The story is subtly edgy. Not that the boy’s relationship is in the background, but that you already love and care about Ari and Dante before you find out the way that they love and care about each other. Sexual orientation isn’t the only deep subject in the novel. Ari’s family is dealing with the incarceration of his brother for murder, as well as some old demons haunting his father from Vietnam. Saenz also touches on some identity struggles for Mexican American youth. Some, like Dante, may have difficulty deciding where they belong, especially if they do not speak Spanish.

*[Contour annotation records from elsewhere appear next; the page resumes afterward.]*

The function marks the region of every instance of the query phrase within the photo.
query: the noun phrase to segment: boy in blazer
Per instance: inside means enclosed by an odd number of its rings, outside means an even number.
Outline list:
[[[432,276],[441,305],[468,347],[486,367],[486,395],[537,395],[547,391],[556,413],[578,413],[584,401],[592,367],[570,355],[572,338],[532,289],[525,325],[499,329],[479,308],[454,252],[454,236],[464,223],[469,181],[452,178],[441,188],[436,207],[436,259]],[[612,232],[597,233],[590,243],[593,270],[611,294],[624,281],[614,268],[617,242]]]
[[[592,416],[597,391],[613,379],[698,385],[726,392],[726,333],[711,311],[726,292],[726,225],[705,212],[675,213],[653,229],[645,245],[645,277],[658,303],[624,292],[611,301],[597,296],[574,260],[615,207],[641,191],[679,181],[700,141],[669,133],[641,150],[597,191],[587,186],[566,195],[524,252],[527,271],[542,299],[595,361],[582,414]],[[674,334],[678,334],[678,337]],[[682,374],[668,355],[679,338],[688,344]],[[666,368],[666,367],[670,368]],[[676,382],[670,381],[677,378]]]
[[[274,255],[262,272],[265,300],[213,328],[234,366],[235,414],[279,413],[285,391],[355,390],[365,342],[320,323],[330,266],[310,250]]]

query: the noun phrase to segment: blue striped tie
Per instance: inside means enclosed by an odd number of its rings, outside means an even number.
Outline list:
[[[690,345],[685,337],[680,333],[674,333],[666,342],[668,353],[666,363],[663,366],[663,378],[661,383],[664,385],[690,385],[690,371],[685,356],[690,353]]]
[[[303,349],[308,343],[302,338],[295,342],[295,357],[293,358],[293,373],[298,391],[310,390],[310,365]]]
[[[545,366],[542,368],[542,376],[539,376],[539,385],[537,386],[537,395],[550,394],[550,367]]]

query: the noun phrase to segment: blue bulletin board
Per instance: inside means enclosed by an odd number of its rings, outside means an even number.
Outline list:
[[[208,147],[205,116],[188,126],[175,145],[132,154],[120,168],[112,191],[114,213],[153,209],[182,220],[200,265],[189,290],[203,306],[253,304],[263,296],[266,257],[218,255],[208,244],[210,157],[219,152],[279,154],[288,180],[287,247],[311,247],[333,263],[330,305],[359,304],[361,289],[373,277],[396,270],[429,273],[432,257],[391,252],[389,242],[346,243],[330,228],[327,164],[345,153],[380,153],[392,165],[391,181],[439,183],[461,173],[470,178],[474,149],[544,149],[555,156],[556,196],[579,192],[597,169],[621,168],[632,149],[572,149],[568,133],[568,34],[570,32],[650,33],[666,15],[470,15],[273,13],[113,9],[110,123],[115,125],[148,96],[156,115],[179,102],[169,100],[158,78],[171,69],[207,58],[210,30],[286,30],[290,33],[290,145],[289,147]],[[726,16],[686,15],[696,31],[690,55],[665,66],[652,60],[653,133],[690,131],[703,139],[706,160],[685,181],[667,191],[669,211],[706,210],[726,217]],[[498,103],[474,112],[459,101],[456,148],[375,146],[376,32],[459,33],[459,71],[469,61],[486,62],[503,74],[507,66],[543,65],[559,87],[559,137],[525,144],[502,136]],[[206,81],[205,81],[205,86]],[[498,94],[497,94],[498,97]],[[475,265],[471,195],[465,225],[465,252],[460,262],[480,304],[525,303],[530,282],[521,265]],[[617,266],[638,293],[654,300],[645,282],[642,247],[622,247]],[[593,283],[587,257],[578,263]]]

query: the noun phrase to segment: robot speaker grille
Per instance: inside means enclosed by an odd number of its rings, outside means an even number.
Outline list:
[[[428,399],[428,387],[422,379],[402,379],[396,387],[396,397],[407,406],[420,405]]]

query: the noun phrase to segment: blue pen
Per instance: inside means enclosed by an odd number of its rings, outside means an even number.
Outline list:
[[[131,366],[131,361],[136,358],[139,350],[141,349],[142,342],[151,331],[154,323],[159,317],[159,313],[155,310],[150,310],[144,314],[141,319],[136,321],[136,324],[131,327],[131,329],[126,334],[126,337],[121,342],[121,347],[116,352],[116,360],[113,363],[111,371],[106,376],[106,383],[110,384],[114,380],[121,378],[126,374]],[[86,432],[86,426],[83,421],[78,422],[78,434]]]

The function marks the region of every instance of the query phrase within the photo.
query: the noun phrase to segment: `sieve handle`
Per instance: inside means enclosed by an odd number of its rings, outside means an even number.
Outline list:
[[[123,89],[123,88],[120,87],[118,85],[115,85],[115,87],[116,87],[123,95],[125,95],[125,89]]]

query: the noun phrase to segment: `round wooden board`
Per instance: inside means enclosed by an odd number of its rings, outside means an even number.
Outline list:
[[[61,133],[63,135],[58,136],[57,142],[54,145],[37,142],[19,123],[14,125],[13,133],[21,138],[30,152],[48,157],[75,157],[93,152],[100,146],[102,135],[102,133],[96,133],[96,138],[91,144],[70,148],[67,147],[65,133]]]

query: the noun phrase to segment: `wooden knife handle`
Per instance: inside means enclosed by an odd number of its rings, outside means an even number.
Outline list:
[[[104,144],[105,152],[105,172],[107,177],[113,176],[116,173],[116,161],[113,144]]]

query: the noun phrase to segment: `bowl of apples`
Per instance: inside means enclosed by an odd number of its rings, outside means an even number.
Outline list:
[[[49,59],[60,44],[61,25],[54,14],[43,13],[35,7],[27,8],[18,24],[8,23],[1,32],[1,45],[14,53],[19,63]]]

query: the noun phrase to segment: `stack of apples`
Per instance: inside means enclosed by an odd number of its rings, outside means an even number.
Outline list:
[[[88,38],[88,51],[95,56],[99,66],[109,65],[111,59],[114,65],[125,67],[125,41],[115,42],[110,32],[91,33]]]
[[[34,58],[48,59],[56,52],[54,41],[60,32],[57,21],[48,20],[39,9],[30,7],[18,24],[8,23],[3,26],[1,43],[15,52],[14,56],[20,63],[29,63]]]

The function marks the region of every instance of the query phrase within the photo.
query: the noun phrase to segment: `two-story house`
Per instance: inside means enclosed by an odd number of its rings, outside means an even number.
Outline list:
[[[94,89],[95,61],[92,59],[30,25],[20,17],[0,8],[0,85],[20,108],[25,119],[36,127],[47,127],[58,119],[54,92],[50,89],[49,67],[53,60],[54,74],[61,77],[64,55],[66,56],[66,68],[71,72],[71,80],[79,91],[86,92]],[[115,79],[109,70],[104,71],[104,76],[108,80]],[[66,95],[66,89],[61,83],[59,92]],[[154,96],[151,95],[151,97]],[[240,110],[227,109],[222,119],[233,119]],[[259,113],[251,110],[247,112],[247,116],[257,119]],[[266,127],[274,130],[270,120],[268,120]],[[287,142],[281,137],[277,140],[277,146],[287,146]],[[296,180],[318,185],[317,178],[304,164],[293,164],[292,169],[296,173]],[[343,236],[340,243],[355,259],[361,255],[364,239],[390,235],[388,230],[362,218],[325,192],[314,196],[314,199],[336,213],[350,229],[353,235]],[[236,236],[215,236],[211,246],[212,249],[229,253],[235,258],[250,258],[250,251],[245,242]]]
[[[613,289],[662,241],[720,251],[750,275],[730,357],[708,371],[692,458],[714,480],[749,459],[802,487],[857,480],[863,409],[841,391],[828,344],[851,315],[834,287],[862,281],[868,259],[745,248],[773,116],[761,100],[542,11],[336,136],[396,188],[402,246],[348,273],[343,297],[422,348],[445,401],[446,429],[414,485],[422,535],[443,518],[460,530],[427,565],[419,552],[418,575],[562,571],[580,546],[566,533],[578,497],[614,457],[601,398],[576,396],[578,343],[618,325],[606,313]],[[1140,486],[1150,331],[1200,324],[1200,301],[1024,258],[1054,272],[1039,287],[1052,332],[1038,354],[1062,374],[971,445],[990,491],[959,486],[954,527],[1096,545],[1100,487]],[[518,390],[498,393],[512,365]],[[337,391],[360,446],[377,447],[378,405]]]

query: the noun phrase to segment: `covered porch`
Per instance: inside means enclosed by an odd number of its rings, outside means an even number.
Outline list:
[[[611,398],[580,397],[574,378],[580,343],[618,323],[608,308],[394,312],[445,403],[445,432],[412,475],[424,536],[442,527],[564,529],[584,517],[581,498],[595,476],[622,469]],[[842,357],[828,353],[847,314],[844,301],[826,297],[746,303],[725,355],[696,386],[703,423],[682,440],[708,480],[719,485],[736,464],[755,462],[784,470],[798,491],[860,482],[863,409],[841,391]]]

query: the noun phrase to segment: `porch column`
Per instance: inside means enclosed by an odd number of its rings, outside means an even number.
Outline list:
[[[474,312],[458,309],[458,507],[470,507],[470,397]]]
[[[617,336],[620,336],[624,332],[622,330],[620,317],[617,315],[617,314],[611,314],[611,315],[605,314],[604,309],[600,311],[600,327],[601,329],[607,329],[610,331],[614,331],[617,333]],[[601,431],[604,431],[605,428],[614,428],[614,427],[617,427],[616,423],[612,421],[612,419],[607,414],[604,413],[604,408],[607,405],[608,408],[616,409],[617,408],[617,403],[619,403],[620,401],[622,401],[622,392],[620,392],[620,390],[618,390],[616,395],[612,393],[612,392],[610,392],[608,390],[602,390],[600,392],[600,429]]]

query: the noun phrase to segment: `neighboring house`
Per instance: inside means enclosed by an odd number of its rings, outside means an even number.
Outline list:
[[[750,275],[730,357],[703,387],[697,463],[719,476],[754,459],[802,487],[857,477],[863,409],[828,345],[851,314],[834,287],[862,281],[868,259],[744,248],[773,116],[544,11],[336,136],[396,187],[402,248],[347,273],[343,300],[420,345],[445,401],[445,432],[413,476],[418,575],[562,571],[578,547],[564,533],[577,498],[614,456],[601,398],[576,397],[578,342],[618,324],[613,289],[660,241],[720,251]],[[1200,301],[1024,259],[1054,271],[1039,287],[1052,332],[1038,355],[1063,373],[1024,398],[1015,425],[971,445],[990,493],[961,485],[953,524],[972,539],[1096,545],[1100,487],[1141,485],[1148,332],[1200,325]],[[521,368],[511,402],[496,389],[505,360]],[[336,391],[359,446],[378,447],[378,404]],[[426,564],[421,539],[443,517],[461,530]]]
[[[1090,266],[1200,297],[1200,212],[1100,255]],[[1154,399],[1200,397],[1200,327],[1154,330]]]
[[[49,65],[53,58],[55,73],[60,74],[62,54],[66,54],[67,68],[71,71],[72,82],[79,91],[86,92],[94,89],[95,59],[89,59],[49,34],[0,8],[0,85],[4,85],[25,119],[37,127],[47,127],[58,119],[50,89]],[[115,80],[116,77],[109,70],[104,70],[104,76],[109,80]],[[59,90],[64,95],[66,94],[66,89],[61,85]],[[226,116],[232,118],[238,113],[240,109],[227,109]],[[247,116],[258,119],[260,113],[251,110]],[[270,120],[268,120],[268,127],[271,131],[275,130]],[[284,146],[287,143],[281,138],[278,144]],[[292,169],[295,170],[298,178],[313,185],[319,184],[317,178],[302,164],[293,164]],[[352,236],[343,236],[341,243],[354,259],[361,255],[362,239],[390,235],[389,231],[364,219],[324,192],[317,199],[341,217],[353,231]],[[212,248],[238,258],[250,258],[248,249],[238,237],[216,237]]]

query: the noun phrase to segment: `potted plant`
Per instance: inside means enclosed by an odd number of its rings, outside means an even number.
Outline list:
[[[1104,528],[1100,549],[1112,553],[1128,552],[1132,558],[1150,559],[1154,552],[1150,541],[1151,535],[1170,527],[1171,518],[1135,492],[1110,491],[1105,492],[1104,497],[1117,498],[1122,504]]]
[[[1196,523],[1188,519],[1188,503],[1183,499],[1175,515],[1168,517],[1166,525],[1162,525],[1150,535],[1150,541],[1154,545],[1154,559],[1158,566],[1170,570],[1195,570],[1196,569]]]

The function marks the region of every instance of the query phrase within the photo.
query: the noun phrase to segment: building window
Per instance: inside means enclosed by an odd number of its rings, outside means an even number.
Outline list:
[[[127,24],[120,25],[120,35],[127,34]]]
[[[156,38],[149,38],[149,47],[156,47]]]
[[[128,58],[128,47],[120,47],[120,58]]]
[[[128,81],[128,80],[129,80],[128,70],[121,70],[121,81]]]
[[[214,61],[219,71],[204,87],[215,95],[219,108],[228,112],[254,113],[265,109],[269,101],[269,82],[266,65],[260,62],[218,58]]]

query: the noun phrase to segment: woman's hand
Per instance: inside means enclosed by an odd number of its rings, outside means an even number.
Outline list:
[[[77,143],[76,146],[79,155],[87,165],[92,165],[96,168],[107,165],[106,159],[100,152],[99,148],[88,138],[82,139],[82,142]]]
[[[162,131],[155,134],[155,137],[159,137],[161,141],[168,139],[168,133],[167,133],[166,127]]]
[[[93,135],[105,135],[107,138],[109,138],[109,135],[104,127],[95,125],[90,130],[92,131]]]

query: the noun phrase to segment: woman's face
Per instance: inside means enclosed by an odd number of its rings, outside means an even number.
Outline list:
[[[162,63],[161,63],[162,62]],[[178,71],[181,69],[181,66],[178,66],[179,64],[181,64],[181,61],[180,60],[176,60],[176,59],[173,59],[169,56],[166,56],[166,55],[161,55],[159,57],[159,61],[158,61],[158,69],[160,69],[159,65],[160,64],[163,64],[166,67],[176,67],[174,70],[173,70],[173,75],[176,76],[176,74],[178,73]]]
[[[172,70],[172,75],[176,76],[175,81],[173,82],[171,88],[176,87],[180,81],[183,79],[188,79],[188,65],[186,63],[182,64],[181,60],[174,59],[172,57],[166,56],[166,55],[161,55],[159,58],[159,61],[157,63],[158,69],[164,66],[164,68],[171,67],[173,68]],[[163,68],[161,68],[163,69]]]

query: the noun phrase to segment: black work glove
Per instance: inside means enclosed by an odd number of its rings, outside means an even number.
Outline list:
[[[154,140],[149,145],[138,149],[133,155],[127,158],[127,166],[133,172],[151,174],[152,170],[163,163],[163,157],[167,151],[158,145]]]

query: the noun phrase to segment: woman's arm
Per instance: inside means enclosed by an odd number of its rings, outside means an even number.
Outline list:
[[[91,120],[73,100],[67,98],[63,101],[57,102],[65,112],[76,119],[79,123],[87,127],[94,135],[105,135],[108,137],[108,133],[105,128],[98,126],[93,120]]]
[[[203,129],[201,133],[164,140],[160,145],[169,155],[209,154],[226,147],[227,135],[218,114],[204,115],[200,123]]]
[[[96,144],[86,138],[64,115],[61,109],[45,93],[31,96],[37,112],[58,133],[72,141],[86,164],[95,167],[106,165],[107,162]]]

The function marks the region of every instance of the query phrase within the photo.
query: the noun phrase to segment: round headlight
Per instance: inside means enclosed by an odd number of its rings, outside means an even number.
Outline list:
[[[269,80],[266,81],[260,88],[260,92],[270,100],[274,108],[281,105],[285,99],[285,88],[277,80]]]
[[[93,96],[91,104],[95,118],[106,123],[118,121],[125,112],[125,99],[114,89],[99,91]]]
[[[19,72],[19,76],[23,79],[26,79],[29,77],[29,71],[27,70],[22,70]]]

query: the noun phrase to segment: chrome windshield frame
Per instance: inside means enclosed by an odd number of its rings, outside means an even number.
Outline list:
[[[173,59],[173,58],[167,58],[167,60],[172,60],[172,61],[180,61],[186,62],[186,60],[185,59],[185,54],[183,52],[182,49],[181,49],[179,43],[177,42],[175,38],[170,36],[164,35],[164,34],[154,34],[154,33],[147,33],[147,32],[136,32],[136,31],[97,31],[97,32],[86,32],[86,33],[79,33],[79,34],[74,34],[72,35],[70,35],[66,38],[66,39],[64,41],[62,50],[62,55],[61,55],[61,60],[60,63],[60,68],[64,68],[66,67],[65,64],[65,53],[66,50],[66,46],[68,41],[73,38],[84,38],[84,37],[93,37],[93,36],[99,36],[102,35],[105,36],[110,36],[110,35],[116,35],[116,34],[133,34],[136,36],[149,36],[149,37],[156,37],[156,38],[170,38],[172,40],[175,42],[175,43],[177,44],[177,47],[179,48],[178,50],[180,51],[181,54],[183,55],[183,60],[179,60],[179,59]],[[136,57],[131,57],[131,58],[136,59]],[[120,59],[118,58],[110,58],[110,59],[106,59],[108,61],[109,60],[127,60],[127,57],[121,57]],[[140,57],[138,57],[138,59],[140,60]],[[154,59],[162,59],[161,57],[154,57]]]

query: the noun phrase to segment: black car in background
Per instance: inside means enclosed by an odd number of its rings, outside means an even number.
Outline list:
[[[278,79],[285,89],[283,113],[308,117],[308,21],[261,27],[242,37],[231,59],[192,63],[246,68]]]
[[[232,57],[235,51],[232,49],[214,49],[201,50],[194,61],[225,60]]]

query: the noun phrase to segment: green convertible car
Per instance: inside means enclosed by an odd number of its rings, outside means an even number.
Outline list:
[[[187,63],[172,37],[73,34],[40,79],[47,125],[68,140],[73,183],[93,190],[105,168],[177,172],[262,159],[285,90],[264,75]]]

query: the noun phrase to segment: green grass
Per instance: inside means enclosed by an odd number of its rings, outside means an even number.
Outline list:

A weakness in this novel is that readers may find the boy’s relationship to be inauthentic. Some of their conversations, for heterosexual young males in Texas in the 1980’s, may seem unbelievable at times. Early on Ari compares to Dante’s face to a beautiful map, which is not exactly typical lingo for someone with his demographics. Additionally, when it becomes apparent to Ari, and everyone else, that Dante is in fact in love with him, their friendship does not change. It is a beautiful testament of their relationship and I admired Ari’s loyalty, but again it seemed atypical. However, it could be argued that Dante is really Ari’s first friend so he has a unique and deep fondness for him.

The only true downside for me is that I haven’t heard if it is going to have a sequel yet.  I sure  hope it does because I can’t wait to see what the boys do next together.